You can use this information get a high-level idea of the properties
of this network, which may be useful to validate other research. For
example, a network with low average diameter and low clustering
coefficients in the clustering coefficient histogram is most likely a
small-world network (Watts, D. J. Strogatz, S. H. "Collective
Dynamics of Small-World Networks." Nature 393, 440-442,
1998, http://tam.cornell.edu/SS_nature_smallworld.pdf).
6. Known issues
Here are some of the known issues with this current release of the
product:
- Interactive Help: there is no interactive help currently
in the product.

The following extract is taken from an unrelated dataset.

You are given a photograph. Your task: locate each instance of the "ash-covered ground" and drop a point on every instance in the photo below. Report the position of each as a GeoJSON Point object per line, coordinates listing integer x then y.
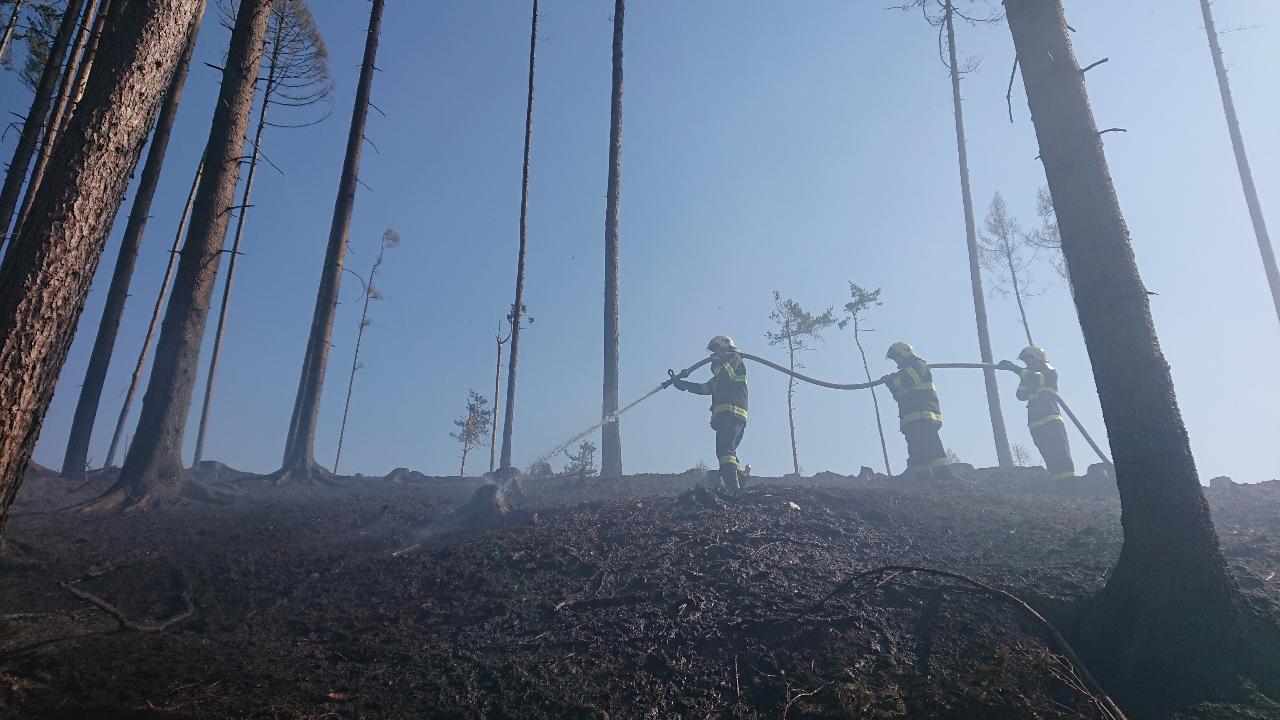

This document serves that purpose for the time being.
- Node Highlighting: when
you search for nodes, cliques, or hubs the highlighted nodes may be
laid out underneath other nodes, so they appear invisible on the
screen. As an interim solution, you can move nodes around to uncover
them.
- Repeated Cliques: the
same clique will be found more than once (in fact, it will be found and
highlighted once for every node in the clique; this is because every
node that participates in the clique meets the N and K requirements for
a clique).
- Self-looping Nodes: many
nodes in the network have self-loops. These are currently not displayed
due to a limitation in the graph drawing library.
- Default Attributes: the
XIN loader does not handle default attributes (http://dip.doe-mbi.ucla.edu/dip/Guide.cgi?SM=0:3)
- Memory Use: the networks
tend to be quite large, so if you open more than 2 or 3, the program
will probably run out of memory and silently crash. You can launch it
again and give it more heap space via command line parameters (http://java.sun.com/j2se/1.4.2/docs/tooldocs/windows/java.html#options).
By default, the program is launched with a maximum of 512MB of memory.